Campaigning lawyer Ibrahim Salamoni, however, told Ahram Online that he strongly backs the implementation of progressive taxes in the new draft, describing it as a first step towards social justice.

Salamoni dismissed claims that progressive taxes would scare away investors. There are other factors or incentives that can encourage an investor, such as giving land at a lower price, and providing cheap labour, he said.

 “How can we implement social justice," he argued, "when someone who earns LE1 million pays the same tax rate as someone who earns LE5,000?”

Tamer Waguih, a leftist researcher and a member of the Way of the Revolution Front, told Ahram Online that while he views the implementation of progressive taxes as a positive step, he has doubts about the implementation of the taxes, which he said are easily evaded.

“For progressive taxes to be put in effect to ensure a redistribution of wealth, then the tax rate and income brackets must be linked to economic reality,” he said.

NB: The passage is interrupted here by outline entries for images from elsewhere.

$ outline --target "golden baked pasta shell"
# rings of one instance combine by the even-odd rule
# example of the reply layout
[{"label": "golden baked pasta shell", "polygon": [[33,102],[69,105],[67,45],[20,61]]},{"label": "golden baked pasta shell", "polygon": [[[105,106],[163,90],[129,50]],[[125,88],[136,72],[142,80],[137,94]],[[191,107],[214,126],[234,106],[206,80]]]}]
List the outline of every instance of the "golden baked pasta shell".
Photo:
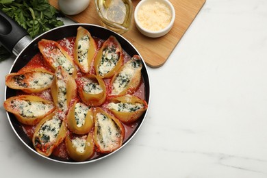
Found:
[{"label": "golden baked pasta shell", "polygon": [[74,60],[83,73],[89,73],[97,49],[97,44],[90,32],[79,27],[74,45]]},{"label": "golden baked pasta shell", "polygon": [[126,62],[111,81],[111,95],[125,95],[134,93],[142,79],[142,62],[139,55],[134,55]]},{"label": "golden baked pasta shell", "polygon": [[64,117],[62,112],[55,111],[37,125],[32,138],[33,145],[37,152],[49,157],[64,140],[67,131]]},{"label": "golden baked pasta shell", "polygon": [[120,44],[114,36],[111,36],[104,42],[94,59],[97,75],[101,78],[112,77],[123,64],[123,53]]},{"label": "golden baked pasta shell", "polygon": [[94,140],[97,150],[102,153],[111,153],[123,144],[125,128],[120,120],[100,107],[94,112]]},{"label": "golden baked pasta shell", "polygon": [[[116,106],[114,107],[114,105]],[[146,101],[127,94],[111,97],[107,107],[120,121],[129,123],[137,120],[147,110],[148,105]]]},{"label": "golden baked pasta shell", "polygon": [[51,87],[53,73],[42,68],[27,68],[5,76],[5,85],[27,93],[42,92]]},{"label": "golden baked pasta shell", "polygon": [[61,66],[74,79],[77,78],[77,70],[72,58],[57,42],[42,39],[38,42],[38,48],[44,62],[53,71]]},{"label": "golden baked pasta shell", "polygon": [[31,95],[8,98],[3,103],[3,106],[8,112],[12,113],[20,123],[29,125],[36,125],[55,109],[52,101]]},{"label": "golden baked pasta shell", "polygon": [[[78,92],[79,95],[85,103],[90,106],[99,106],[103,104],[106,99],[106,88],[105,81],[94,75],[86,75],[83,78],[80,78],[77,80],[78,84]],[[93,83],[99,86],[102,91],[97,93],[94,93],[88,91],[86,88],[92,88],[91,85],[89,85],[92,81]],[[89,85],[90,87],[87,87]]]},{"label": "golden baked pasta shell", "polygon": [[55,71],[51,92],[57,108],[64,112],[68,110],[71,99],[77,96],[75,79],[60,66]]},{"label": "golden baked pasta shell", "polygon": [[[73,139],[75,138],[73,138]],[[67,136],[65,139],[65,144],[68,155],[77,162],[85,161],[92,157],[94,153],[93,133],[91,131],[87,136],[79,136],[79,138],[78,137],[76,139],[78,139],[78,141],[75,142],[78,142],[79,139],[85,140],[85,143],[83,143],[85,144],[85,146],[84,146],[85,147],[84,150],[79,151],[79,149],[80,148],[77,148],[77,146],[74,145],[71,136]],[[83,149],[81,149],[81,150]]]},{"label": "golden baked pasta shell", "polygon": [[[84,118],[81,118],[81,117]],[[80,120],[81,119],[84,122]],[[68,112],[66,123],[68,129],[75,134],[88,134],[94,127],[92,109],[76,101]]]}]

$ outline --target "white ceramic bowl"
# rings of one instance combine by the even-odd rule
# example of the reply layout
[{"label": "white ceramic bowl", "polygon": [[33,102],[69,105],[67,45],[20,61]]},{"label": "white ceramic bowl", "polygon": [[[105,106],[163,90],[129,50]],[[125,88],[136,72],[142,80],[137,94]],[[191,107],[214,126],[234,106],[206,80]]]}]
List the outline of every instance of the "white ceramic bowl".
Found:
[{"label": "white ceramic bowl", "polygon": [[[143,27],[139,22],[138,18],[138,12],[140,10],[141,7],[144,5],[147,5],[149,3],[153,3],[155,2],[159,2],[160,3],[163,3],[166,5],[166,6],[170,10],[171,12],[171,20],[170,23],[164,29],[160,29],[159,31],[152,31],[147,29],[144,27]],[[175,22],[175,10],[173,5],[173,4],[168,0],[142,0],[139,2],[139,3],[137,5],[136,10],[134,11],[134,21],[136,22],[136,27],[138,29],[138,30],[144,35],[151,37],[151,38],[158,38],[162,36],[166,35],[173,27],[173,23]]]}]

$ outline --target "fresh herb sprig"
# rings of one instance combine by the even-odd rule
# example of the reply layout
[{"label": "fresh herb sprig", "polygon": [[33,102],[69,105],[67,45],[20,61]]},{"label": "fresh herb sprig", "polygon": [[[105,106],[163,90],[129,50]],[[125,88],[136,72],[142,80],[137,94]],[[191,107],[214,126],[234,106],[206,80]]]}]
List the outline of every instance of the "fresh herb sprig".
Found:
[{"label": "fresh herb sprig", "polygon": [[[47,0],[0,0],[0,9],[26,29],[33,38],[64,25],[57,18],[60,13]],[[7,58],[3,47],[0,47],[0,50],[5,54],[1,53],[0,60]]]}]

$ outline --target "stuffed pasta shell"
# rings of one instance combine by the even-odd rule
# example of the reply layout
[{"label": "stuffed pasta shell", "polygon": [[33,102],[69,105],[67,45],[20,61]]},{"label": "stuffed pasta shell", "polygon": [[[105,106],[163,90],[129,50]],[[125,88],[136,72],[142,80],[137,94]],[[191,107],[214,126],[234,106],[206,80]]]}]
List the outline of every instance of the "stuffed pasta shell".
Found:
[{"label": "stuffed pasta shell", "polygon": [[125,129],[120,122],[100,107],[94,112],[94,143],[97,151],[111,153],[123,144]]},{"label": "stuffed pasta shell", "polygon": [[94,127],[92,109],[82,103],[75,101],[68,112],[66,123],[68,129],[73,133],[88,134]]},{"label": "stuffed pasta shell", "polygon": [[97,43],[90,32],[79,27],[74,45],[74,60],[83,73],[89,73],[97,49]]},{"label": "stuffed pasta shell", "polygon": [[55,72],[51,91],[53,100],[57,108],[66,112],[72,99],[77,95],[76,82],[62,66]]},{"label": "stuffed pasta shell", "polygon": [[147,109],[147,103],[137,97],[127,94],[112,97],[107,109],[123,123],[137,120]]},{"label": "stuffed pasta shell", "polygon": [[59,44],[53,40],[42,39],[38,42],[38,48],[45,63],[54,71],[62,66],[73,78],[77,77],[77,70],[71,57]]},{"label": "stuffed pasta shell", "polygon": [[111,95],[125,95],[134,92],[141,81],[142,67],[141,59],[137,55],[126,62],[112,77]]},{"label": "stuffed pasta shell", "polygon": [[51,87],[53,73],[42,68],[28,68],[5,76],[5,84],[10,88],[27,93],[42,92]]},{"label": "stuffed pasta shell", "polygon": [[76,80],[78,93],[82,101],[90,106],[103,104],[106,98],[104,81],[94,75],[86,75]]},{"label": "stuffed pasta shell", "polygon": [[30,125],[36,125],[55,109],[52,101],[31,95],[8,98],[3,103],[3,106],[8,112],[12,113],[20,123]]},{"label": "stuffed pasta shell", "polygon": [[94,59],[97,75],[101,78],[111,77],[123,64],[123,49],[117,39],[112,36],[104,42]]},{"label": "stuffed pasta shell", "polygon": [[92,132],[88,135],[66,137],[65,143],[68,155],[74,160],[82,162],[89,159],[94,153],[94,143]]},{"label": "stuffed pasta shell", "polygon": [[49,157],[64,140],[66,135],[64,116],[60,111],[54,112],[37,125],[32,138],[37,152]]}]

Tamer Waguih also argued that the constitution lacks provisions to protect the public from monopolistic businessmen.   

“We have an economic system based on free market [principles] and neo-liberalism and on the presence of a group of influential businessmen working via a kind of crony capitalism," he said.

Tamer Waguih criticised the new draft, saying that rather than remedying “the system that causes poverty in Egypt,” it instead only “slightly improv[es] the situation" by increasing education and health spending.

He also criticised Article 124 of the draft, which states that the government is forbidden from authorising any social spending without securing funding, thus leaving a balanced state budget, mandated by the draft constitution, intact.

According to Tamer Waguih, the article leaves the door open for the implementation of austerity measures. 

“In my opinion, the new draft of the constitution has put no obstacles in front of the mechanisms that cause poverty in Egypt,” he added.

The researcher also criticised the removal of an article mandating that 50 percent of members of parliament should be either workers or farmers.

The quota had been in place since the 1960s. In recent years, however, it has become a source of controversy, as some have argued that the loose definition of what it means to be a worker or a farmer leaves room for exploitation. 

“If the quota was misused, that doesn’t mean it gets cancelled; instead you should...tighten the measure in order to regulate it,” he said.

By cancelling the quota, workers and farmers now can only negotiate their rights through unions, the majority of which “are either weak or co-opted," he argued.

In spite of her strong support for the amended constitution, Maklad also told Ahram Online that she wished the workers and farmers quota had been kept untouched. 

"Their argument that the quota has been stolen from them [workers and farmers] is a weak argument," she said, "because we used to be under circumstances where all the rights and the votes of people were being robbed."